Xenia, and why it is our duty as Hellenic polytheists/pagans to be anti-racist and anti-fascist
I want to take the time today to write a brief article about why as Hellenic polytheists/pagans, one of the fundamental customs the Theoi ask us to observe, Xenia, demands us to be anti-racist and anti-fascist. Anyone who is not actively anti-racist and anti-fascist is in violation of xenia. Xenia is incredibly fundamental and important to us; this cannot be understated.

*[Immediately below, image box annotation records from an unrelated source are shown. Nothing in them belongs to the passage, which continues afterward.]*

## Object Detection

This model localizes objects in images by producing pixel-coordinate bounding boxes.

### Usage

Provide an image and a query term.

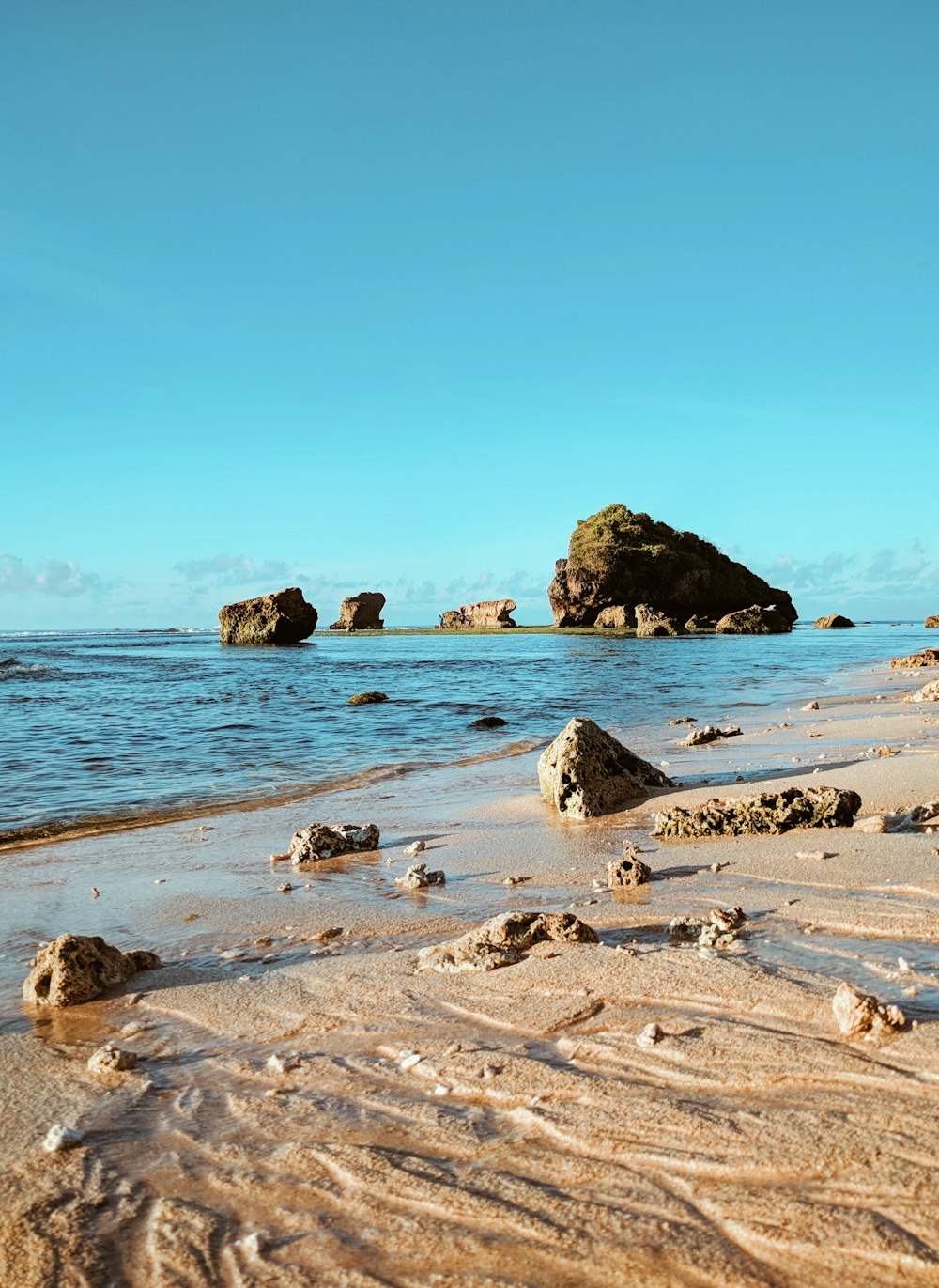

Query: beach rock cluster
[417,912,600,972]
[679,725,743,747]
[219,586,319,644]
[23,934,161,1006]
[652,787,860,840]
[815,613,854,631]
[538,716,673,819]
[547,504,798,626]
[715,604,793,635]
[831,984,907,1038]
[330,590,385,631]
[440,599,517,631]
[288,823,380,864]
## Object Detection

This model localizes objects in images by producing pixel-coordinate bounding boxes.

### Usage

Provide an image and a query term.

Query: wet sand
[0,671,939,1288]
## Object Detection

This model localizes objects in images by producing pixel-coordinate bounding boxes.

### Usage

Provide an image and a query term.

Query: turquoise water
[0,624,922,840]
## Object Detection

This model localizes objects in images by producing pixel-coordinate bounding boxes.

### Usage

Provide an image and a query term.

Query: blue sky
[0,0,939,628]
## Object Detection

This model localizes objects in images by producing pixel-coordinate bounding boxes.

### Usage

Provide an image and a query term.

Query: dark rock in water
[652,787,860,839]
[890,648,939,670]
[417,912,600,971]
[538,716,673,818]
[637,604,685,639]
[715,604,793,635]
[440,599,517,631]
[330,590,385,631]
[290,823,381,863]
[547,504,798,626]
[23,935,160,1006]
[219,586,318,644]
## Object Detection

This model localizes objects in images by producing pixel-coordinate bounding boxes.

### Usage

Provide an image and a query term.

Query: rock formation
[290,823,380,863]
[715,604,793,635]
[538,716,673,818]
[219,586,318,644]
[440,599,517,631]
[547,504,797,626]
[637,604,685,639]
[652,787,860,839]
[815,613,854,631]
[417,912,600,971]
[330,590,385,631]
[23,935,160,1006]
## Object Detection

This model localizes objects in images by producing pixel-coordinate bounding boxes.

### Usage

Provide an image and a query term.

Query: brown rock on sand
[23,935,161,1006]
[417,912,600,971]
[538,716,673,819]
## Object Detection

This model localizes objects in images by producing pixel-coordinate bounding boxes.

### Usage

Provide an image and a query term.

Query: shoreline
[0,667,939,1288]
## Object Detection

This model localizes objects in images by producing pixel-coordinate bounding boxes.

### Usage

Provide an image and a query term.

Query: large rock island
[547,504,798,626]
[219,586,319,644]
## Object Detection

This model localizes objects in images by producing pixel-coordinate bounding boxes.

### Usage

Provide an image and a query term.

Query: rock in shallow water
[417,912,600,971]
[652,787,860,839]
[538,716,673,819]
[23,935,160,1006]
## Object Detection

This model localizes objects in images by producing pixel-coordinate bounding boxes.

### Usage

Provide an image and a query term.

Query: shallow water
[0,624,932,840]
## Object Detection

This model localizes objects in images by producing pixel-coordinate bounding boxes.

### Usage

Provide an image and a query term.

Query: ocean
[0,622,935,841]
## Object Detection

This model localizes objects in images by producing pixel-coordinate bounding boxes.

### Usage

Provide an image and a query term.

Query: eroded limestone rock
[538,716,673,818]
[652,787,860,839]
[831,984,907,1038]
[23,935,160,1006]
[715,604,793,635]
[290,823,381,863]
[417,912,600,971]
[219,586,318,644]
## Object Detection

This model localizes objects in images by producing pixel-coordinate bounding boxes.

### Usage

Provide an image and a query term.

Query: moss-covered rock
[547,504,797,626]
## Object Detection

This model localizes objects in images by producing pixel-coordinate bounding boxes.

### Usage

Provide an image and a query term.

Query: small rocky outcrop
[815,613,854,631]
[440,599,517,631]
[288,823,380,864]
[547,504,798,626]
[219,586,319,644]
[637,604,685,640]
[903,680,939,702]
[715,604,793,635]
[652,787,860,840]
[831,984,907,1038]
[538,716,673,818]
[23,935,160,1006]
[679,725,743,747]
[417,912,600,972]
[890,648,939,671]
[593,604,635,631]
[330,590,385,631]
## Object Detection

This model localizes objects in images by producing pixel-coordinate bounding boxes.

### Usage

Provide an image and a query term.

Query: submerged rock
[679,725,743,747]
[637,604,685,639]
[440,599,517,631]
[290,823,381,863]
[219,586,319,644]
[330,590,385,631]
[593,604,635,631]
[652,787,860,839]
[538,716,673,818]
[23,935,161,1006]
[903,680,939,702]
[890,648,939,670]
[547,504,797,626]
[715,604,793,635]
[417,912,600,971]
[831,984,907,1038]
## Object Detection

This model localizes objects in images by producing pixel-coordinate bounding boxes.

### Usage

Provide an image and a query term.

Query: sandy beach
[0,669,939,1288]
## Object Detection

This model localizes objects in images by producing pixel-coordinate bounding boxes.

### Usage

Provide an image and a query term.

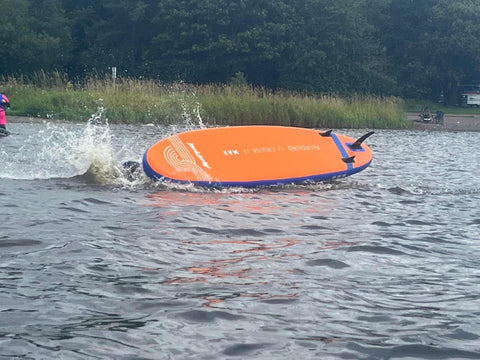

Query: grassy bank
[0,73,408,128]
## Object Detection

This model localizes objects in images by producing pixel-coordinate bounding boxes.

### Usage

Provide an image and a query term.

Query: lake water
[0,121,480,359]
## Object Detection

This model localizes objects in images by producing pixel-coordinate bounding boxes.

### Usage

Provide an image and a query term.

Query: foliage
[0,74,407,129]
[0,0,480,104]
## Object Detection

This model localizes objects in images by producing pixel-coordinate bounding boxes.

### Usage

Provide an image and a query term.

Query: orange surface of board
[143,126,372,186]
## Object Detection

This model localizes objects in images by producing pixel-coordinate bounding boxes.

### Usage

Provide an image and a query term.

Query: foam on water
[0,111,131,183]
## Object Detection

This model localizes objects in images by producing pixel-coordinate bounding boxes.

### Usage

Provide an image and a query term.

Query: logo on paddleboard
[163,135,212,181]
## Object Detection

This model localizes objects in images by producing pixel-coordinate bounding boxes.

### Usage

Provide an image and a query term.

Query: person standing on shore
[0,94,10,133]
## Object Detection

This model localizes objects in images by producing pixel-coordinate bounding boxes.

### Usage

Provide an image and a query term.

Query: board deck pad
[143,126,373,187]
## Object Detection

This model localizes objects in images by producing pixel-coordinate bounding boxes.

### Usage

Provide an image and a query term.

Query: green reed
[0,72,408,128]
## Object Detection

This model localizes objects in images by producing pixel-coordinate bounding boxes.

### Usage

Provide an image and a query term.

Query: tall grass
[0,72,408,128]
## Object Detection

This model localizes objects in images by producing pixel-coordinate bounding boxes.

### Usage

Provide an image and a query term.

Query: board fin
[342,155,355,164]
[348,131,375,150]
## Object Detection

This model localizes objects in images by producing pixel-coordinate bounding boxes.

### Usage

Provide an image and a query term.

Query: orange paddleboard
[143,126,373,187]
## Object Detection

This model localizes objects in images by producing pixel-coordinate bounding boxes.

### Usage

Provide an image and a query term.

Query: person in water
[0,94,10,131]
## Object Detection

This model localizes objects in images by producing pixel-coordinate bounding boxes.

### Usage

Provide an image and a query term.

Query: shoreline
[407,113,480,132]
[7,113,480,132]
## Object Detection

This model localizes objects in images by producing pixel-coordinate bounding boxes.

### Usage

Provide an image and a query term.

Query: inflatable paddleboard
[143,126,373,187]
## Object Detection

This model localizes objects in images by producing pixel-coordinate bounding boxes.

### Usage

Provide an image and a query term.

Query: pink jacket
[0,94,10,125]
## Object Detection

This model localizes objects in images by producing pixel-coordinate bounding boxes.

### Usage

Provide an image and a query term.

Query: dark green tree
[281,0,392,94]
[147,0,292,87]
[0,0,70,75]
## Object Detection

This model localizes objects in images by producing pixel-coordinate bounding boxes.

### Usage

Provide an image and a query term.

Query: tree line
[0,0,480,104]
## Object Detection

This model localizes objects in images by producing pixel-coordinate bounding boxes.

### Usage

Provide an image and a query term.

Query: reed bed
[0,72,408,128]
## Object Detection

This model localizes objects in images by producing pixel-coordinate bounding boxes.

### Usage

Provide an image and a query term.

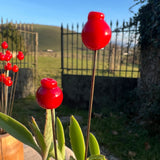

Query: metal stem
[51,109,58,160]
[85,50,97,160]
[8,72,15,115]
[4,70,9,114]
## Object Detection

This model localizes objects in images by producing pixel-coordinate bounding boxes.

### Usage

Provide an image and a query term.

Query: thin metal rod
[4,70,9,114]
[8,72,15,115]
[85,50,97,160]
[9,72,18,116]
[51,109,58,160]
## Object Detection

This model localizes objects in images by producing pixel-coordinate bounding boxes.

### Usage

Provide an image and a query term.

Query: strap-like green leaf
[69,116,85,160]
[0,112,41,154]
[56,117,65,159]
[29,117,47,159]
[89,133,100,155]
[88,154,107,160]
[48,142,64,160]
[44,109,53,159]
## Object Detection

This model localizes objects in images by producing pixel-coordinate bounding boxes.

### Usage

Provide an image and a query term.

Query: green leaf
[56,117,65,159]
[69,116,85,160]
[29,117,47,159]
[48,142,64,160]
[89,133,100,155]
[88,154,107,160]
[0,112,41,154]
[44,109,53,159]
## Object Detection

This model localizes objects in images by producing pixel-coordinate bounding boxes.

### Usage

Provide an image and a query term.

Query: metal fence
[0,19,38,94]
[61,19,140,78]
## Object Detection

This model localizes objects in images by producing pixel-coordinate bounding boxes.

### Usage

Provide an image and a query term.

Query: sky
[0,0,144,26]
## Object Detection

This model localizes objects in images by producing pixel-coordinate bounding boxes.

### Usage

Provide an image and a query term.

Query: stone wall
[62,75,137,108]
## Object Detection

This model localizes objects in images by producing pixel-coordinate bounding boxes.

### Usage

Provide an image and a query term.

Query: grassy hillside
[33,24,61,51]
[33,24,82,52]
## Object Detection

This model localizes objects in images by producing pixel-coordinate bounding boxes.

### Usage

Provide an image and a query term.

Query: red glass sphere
[12,64,19,72]
[81,12,111,50]
[0,73,6,82]
[36,78,63,109]
[0,54,5,61]
[4,77,13,87]
[17,51,24,61]
[1,41,8,49]
[4,62,12,71]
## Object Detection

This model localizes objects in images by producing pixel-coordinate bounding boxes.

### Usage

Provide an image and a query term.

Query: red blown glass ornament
[81,12,111,51]
[36,78,63,109]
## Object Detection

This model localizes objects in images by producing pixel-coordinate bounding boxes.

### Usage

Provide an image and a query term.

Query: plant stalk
[85,50,98,160]
[51,109,58,160]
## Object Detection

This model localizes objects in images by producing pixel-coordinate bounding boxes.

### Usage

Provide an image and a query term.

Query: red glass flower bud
[0,53,5,61]
[36,78,63,109]
[5,54,12,61]
[81,12,111,50]
[12,64,19,72]
[17,51,24,61]
[0,73,6,82]
[4,62,12,71]
[1,41,8,49]
[4,77,13,87]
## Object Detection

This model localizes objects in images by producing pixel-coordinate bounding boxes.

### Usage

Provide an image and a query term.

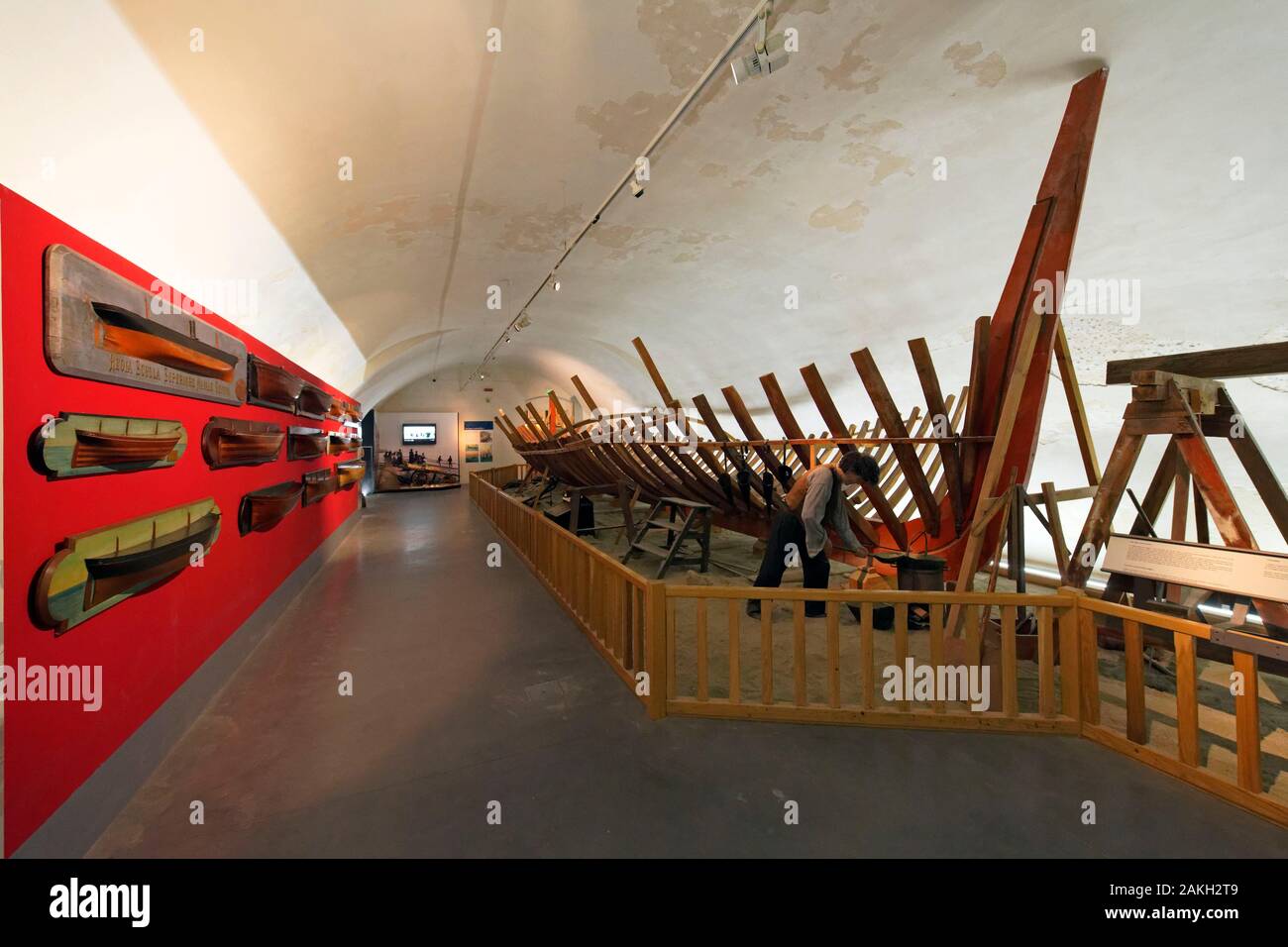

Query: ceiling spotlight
[730,3,793,85]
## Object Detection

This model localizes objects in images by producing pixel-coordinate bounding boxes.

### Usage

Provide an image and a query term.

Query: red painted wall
[0,188,360,856]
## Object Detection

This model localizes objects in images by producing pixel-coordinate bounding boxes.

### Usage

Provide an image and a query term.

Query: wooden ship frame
[497,69,1108,633]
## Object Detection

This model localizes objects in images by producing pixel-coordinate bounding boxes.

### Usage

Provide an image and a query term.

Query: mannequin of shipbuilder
[747,451,881,618]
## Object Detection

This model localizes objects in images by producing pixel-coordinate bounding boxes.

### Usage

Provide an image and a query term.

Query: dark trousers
[756,510,832,618]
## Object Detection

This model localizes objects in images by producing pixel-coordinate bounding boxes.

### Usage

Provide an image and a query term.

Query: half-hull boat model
[497,69,1108,621]
[46,244,246,404]
[304,469,340,506]
[295,384,335,421]
[33,414,188,479]
[33,497,220,634]
[246,356,304,412]
[286,428,327,460]
[201,417,286,471]
[237,480,304,536]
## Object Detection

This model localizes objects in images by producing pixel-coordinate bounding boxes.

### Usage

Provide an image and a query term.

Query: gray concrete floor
[91,489,1288,857]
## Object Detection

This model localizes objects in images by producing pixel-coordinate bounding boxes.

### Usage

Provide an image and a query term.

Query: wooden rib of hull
[497,69,1108,579]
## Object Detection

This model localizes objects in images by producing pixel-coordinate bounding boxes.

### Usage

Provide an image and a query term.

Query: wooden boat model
[295,382,334,420]
[85,511,219,608]
[33,497,220,634]
[246,356,304,412]
[201,417,286,471]
[497,69,1108,610]
[44,244,246,404]
[286,428,327,460]
[327,432,362,454]
[93,303,237,381]
[304,471,340,506]
[31,414,188,479]
[335,460,368,489]
[237,480,304,536]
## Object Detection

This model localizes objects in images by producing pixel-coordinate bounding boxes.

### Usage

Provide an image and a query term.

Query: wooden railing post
[644,579,671,720]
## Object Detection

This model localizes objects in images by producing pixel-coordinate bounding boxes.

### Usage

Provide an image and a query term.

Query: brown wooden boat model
[327,432,362,454]
[335,460,368,489]
[304,471,340,506]
[295,382,335,421]
[246,356,304,414]
[286,428,327,460]
[497,69,1108,627]
[33,414,188,479]
[201,417,286,471]
[237,480,304,536]
[46,245,246,404]
[33,497,220,634]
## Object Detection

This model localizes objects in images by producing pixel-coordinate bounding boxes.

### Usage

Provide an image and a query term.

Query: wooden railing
[1077,595,1288,826]
[469,467,1288,826]
[471,468,662,714]
[654,585,1078,733]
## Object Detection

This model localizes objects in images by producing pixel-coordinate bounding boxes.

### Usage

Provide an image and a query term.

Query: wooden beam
[1105,342,1288,385]
[760,372,812,468]
[631,336,680,410]
[850,349,939,536]
[909,339,970,532]
[1055,321,1100,485]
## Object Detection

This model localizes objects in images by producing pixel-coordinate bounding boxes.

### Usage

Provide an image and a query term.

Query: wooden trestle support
[497,69,1108,634]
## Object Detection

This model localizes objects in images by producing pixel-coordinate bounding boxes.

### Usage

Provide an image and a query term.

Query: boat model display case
[304,471,340,506]
[46,244,246,404]
[237,480,304,536]
[286,428,329,460]
[246,356,304,414]
[201,417,286,471]
[30,412,188,479]
[33,497,220,635]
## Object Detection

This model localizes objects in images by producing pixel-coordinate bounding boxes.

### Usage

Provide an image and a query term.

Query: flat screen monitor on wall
[403,424,438,445]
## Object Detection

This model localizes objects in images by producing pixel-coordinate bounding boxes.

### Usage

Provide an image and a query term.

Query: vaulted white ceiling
[85,0,1288,549]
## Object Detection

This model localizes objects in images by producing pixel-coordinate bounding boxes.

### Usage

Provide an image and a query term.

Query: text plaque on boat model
[1102,533,1288,601]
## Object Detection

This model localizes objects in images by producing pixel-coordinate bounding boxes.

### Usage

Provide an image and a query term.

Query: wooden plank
[827,601,841,707]
[962,316,991,497]
[691,599,711,701]
[1035,608,1055,716]
[1055,321,1100,484]
[631,336,680,410]
[1124,620,1146,743]
[1042,480,1069,585]
[894,601,909,710]
[728,599,742,703]
[930,601,947,714]
[1105,342,1288,385]
[1172,631,1199,767]
[793,601,807,707]
[909,339,970,532]
[644,582,671,720]
[760,599,774,703]
[859,601,877,710]
[948,314,1042,637]
[1002,605,1020,716]
[850,349,939,536]
[760,372,812,468]
[1234,651,1262,792]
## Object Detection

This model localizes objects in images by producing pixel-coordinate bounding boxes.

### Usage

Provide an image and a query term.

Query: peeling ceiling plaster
[108,0,1288,551]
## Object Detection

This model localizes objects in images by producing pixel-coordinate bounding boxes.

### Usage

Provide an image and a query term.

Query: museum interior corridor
[67,492,1288,858]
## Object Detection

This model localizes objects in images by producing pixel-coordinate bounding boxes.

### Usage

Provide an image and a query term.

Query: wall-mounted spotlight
[729,3,795,85]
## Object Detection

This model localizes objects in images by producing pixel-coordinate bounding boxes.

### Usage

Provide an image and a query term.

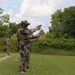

What is Xenia? On a surface level, xenia means “guest-right”/”guest friendship”. In Ancient Greece, this meant that all those who came to your house must be fed before you could ask their names or where they were from. You were required to protect your guests from harm, provide for all their needs, treat them as friends, and when they left, give them gifts. In return, guests must also treat their hosts with respect, kindness, good will, and in friendship. The guest-friendship relationship is reciprocal. Furthermore, one must welcome all, no matter class, color, or creed. The consequences of breaking xenia are played out in our most foundational texts; the Iliad, the Odyssey, among others.
As most of us no longer live in city-states on islands, we are required to reinterpret how to act in the spirit of Xenia.
Racists and fascists do not act in the spirit of Xenia. They actively break it. Many of us are marginalized in some way, in ways that racists and fascists would use as reasoning to exclude us from their houses and tables. Whether that’s racism, homophobia, sexism, transphobia, classism, and/or xenophobia (which comes from xenos, stranger, and is related to xenia). They do not treat us in kindness or good will. They would not protect us; in fact, they would actively harm us. They would deprive us of what we need. We are all harmed by racists and fascists, no matter who you are.
In the Odyssey, the suitors of Penelope break guest-right through treating their hosts, Penelope and Telemachus, with incredible disrespect and harm, destroying Telemachus’ inheritance, disregarding Penelope’s wishes, and disrespecting Odysseus. It becomes a divine mission on the part of Telemachus and Odysseus to drive them from their house.
From this example, we can reconstruct that it is a divine mission to protect ourselves from those who do not come in good faith and with good will, it is divine to drive out those who would hurt, attack, and disrespect us.
We are mandated by the Theoi to welcome all who come in good faith, to keep away those who would exclude us or others, and to treat those who do come in good faith with not just kindness in actions but kindness in intentions.
Even the Ancient Greeks did not view themselves as one nation, but many nations bound by similar customs. Those who did not observe similar customs were treated the same as those who did. Anyone who practices Hellenic polytheism is welcome; to deny someone the Theoi based on who they are and where they came from spits in the face of the actual values of the Ancient Greek peoples.
We cannot let ourselves be driven out from our religion because of people who break Xenia and disregard the gods and the customs of those who originally worshipped the gods.